Selain menjadwalkan pemeriksaan Ganjar Pranowo, hari ini KPK juga akan memeriksa Anggota DPR Melchias Markus Mekeng sebagai saksi untuk tersangka Markus Nari.

Hari Ariyanti
Oleh Hari Ariyanti - Reporter
KPK kembali jadwalkan periksa Ganjar Pranowo soal korupsi e-KTP
Ganjar Pranowo diperiksa KPK. ©2017 merdeka.com/muhammad luthfi rahman

Komisi Pemberantasan Korupsi (KPK) kembali menjadwalkan pemeriksaan Gubernur Jawa Tengah, Ganjar Pranowo terkait kasus KTP elektronik atau e-KTP pada Rabu (3/12). Pemeriksaan Ganjar sebagai saksi atas tersangka Markus Nari yang diduga terlibat dalam pengadaan paket penerapan KTP berbasis induk kependudukan secara nasional atau e-KTP.
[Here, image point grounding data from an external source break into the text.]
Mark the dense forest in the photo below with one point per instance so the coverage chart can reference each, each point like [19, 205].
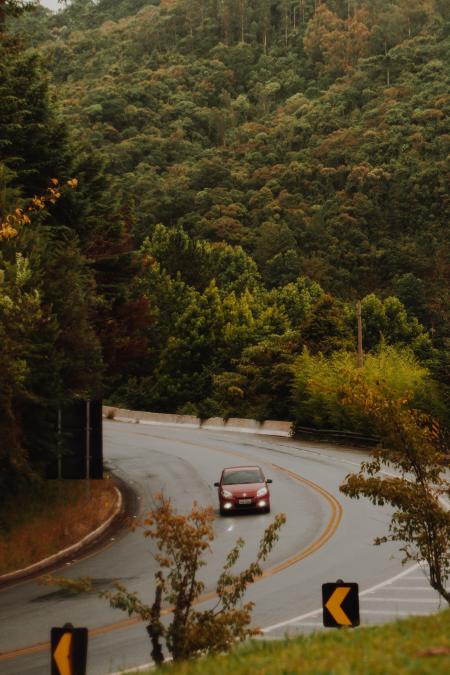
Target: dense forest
[211, 185]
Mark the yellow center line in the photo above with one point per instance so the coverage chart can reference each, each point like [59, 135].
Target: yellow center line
[319, 542]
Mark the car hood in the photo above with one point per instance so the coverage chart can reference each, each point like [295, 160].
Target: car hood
[250, 489]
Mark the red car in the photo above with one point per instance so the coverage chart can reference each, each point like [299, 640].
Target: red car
[243, 487]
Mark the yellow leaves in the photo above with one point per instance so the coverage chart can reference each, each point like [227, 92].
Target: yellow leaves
[20, 217]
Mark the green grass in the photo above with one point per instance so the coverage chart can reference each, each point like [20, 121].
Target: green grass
[50, 517]
[408, 646]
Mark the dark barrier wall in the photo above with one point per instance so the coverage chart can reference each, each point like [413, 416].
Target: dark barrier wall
[79, 441]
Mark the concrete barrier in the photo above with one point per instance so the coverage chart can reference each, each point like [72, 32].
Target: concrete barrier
[272, 427]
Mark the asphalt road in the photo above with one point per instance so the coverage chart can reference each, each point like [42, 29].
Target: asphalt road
[326, 537]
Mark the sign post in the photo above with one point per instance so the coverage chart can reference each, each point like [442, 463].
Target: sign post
[340, 603]
[69, 650]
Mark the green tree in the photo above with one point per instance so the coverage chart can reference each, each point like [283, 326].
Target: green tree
[420, 522]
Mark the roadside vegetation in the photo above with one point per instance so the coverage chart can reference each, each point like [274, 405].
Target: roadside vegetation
[415, 645]
[240, 175]
[183, 542]
[51, 517]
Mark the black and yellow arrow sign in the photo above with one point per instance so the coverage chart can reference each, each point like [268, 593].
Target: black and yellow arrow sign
[69, 650]
[340, 602]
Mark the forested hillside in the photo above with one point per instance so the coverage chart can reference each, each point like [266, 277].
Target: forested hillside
[247, 170]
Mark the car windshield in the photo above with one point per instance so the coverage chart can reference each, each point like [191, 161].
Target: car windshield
[243, 476]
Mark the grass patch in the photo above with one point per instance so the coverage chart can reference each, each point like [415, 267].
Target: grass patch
[416, 645]
[51, 516]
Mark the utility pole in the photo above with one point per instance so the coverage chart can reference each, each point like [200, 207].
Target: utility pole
[360, 352]
[88, 446]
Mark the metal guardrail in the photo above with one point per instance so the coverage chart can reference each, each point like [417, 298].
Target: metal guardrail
[337, 436]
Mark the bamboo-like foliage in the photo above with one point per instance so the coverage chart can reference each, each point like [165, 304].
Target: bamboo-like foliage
[408, 473]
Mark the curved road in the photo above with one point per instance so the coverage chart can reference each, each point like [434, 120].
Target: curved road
[326, 537]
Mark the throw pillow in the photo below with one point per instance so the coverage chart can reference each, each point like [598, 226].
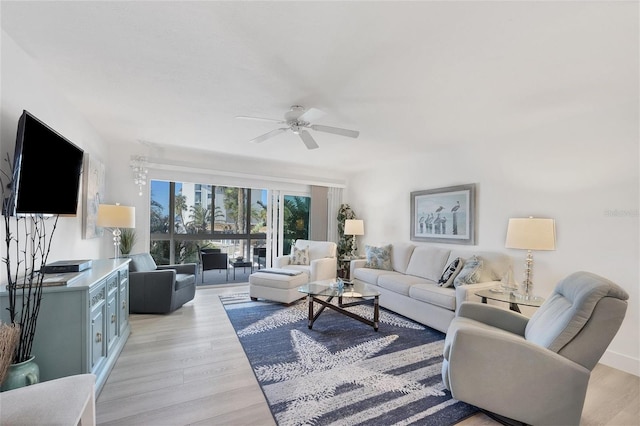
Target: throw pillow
[451, 272]
[378, 257]
[470, 273]
[300, 256]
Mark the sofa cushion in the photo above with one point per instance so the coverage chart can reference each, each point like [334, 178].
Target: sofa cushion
[142, 262]
[399, 283]
[400, 256]
[299, 256]
[428, 262]
[451, 272]
[445, 297]
[369, 275]
[184, 280]
[470, 273]
[379, 257]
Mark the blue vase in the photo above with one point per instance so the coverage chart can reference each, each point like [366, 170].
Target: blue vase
[21, 374]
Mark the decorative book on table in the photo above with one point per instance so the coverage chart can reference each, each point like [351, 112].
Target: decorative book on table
[67, 266]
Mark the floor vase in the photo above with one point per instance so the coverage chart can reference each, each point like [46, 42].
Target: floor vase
[21, 374]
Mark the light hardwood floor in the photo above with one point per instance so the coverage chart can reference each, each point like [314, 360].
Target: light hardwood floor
[188, 368]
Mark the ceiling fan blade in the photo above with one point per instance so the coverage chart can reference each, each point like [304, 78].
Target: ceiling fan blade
[271, 134]
[335, 130]
[311, 115]
[270, 120]
[308, 139]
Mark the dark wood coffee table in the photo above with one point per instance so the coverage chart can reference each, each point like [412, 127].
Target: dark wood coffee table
[240, 263]
[323, 292]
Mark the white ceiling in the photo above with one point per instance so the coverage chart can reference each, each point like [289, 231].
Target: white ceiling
[411, 76]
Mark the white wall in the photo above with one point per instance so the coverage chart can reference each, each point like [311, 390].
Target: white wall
[24, 86]
[575, 172]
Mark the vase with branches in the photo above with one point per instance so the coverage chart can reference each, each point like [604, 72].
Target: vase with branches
[28, 242]
[128, 239]
[344, 243]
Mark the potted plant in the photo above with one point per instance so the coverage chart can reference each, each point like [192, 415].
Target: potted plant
[127, 240]
[344, 243]
[28, 241]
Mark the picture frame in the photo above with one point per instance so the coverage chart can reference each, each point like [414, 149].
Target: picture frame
[444, 215]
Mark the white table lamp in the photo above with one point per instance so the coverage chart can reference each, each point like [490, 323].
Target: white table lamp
[353, 227]
[530, 234]
[114, 217]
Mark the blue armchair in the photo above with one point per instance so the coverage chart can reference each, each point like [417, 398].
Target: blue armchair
[159, 289]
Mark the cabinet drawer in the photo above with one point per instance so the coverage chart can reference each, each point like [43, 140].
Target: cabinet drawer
[112, 320]
[98, 351]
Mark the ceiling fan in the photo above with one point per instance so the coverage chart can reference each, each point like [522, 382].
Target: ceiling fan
[298, 119]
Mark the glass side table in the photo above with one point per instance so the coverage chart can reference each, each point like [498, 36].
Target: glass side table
[509, 297]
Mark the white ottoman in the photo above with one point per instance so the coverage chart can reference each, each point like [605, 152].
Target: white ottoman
[280, 287]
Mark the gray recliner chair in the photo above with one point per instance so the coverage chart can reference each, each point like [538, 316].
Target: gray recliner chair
[534, 370]
[159, 289]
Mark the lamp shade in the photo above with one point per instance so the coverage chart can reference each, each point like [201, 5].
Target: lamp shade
[116, 216]
[354, 227]
[531, 234]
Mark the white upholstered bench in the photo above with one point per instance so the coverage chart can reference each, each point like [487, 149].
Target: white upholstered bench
[280, 285]
[65, 401]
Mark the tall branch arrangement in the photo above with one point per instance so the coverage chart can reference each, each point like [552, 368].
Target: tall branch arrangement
[24, 260]
[344, 243]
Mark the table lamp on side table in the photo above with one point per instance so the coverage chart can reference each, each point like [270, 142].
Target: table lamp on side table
[114, 217]
[530, 234]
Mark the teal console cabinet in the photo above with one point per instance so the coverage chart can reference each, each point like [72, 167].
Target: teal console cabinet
[82, 326]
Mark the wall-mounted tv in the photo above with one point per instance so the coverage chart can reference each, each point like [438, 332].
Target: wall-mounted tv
[46, 171]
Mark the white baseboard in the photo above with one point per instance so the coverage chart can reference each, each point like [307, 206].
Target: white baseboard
[621, 362]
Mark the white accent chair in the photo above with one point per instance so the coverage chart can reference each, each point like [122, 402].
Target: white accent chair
[534, 370]
[323, 260]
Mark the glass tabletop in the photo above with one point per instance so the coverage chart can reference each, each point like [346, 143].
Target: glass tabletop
[330, 288]
[511, 297]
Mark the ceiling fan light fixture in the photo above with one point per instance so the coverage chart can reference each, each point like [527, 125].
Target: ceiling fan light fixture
[299, 119]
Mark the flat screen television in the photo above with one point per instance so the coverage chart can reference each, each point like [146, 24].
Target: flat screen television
[46, 171]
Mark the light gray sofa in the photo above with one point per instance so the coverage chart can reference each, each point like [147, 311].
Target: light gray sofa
[411, 288]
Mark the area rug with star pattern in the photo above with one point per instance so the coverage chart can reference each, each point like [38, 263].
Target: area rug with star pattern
[342, 372]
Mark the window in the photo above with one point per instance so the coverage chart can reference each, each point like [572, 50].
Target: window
[186, 216]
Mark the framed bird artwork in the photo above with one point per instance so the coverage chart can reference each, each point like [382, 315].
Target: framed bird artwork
[444, 215]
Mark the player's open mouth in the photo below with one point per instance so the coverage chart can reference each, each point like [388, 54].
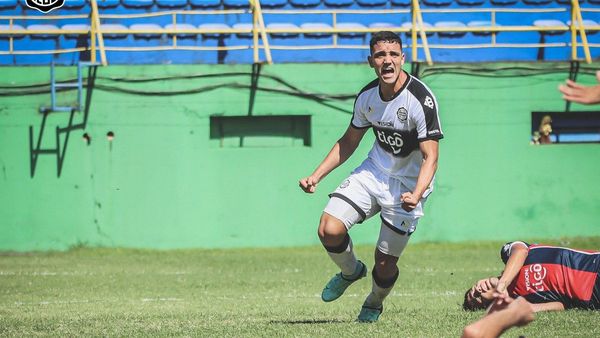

Selain menjadwalkan pemeriksaan Ganjar Pranowo, hari ini KPK juga akan memeriksa Anggota DPR Melchias Markus Mekeng sebagai saksi untuk tersangka Markus Nari.

Nama Ganjar kerap disebut menerima aliran dana dalam proyek e-KTP. Namun kemudian namanya hilang dalam surat dakwaan Setya Novanto. Whistle blower dalam kasus dugaan korupsi e-KTP, M Nazaruddin memberikan pengakuan pernah melihat dengan mata kepala sendiri Ganjar menerima uang sebesar 500 ribu dollar Amerika saat menjabat sebagai Wakil Ketua Komisi II DPR dari Fraksi PDIP.

Dugaan keterlibatan Ganjar dalam korupsi e-KTP ini dapat menjadi bahan kampanye hitam saat Pilkada Jawa Tengah pada Juni nanti. Ganjar adalah calon petahana yang kembali diusung PDIP. Hal ini disampaikan pengamat politik, Pangi Chaniago, Selasa (2/1).

"Pasti akan digunakan oleh lawan politik," ujarnya.

Tapi menurutnya sebagai calon petahana, kelebihannya ialah bisa menunjukkan kinerjanya selama menjabat. Dan kontribusinya telah bisa dilihat masyarakat. Berbeda dengan calon lain yang hanya bisa menjanjikan dengan program-program.

"Kelebihan incumbent kan kinerja, prestasi. Dia sudah berbuat, bukan akan," kata Pangi.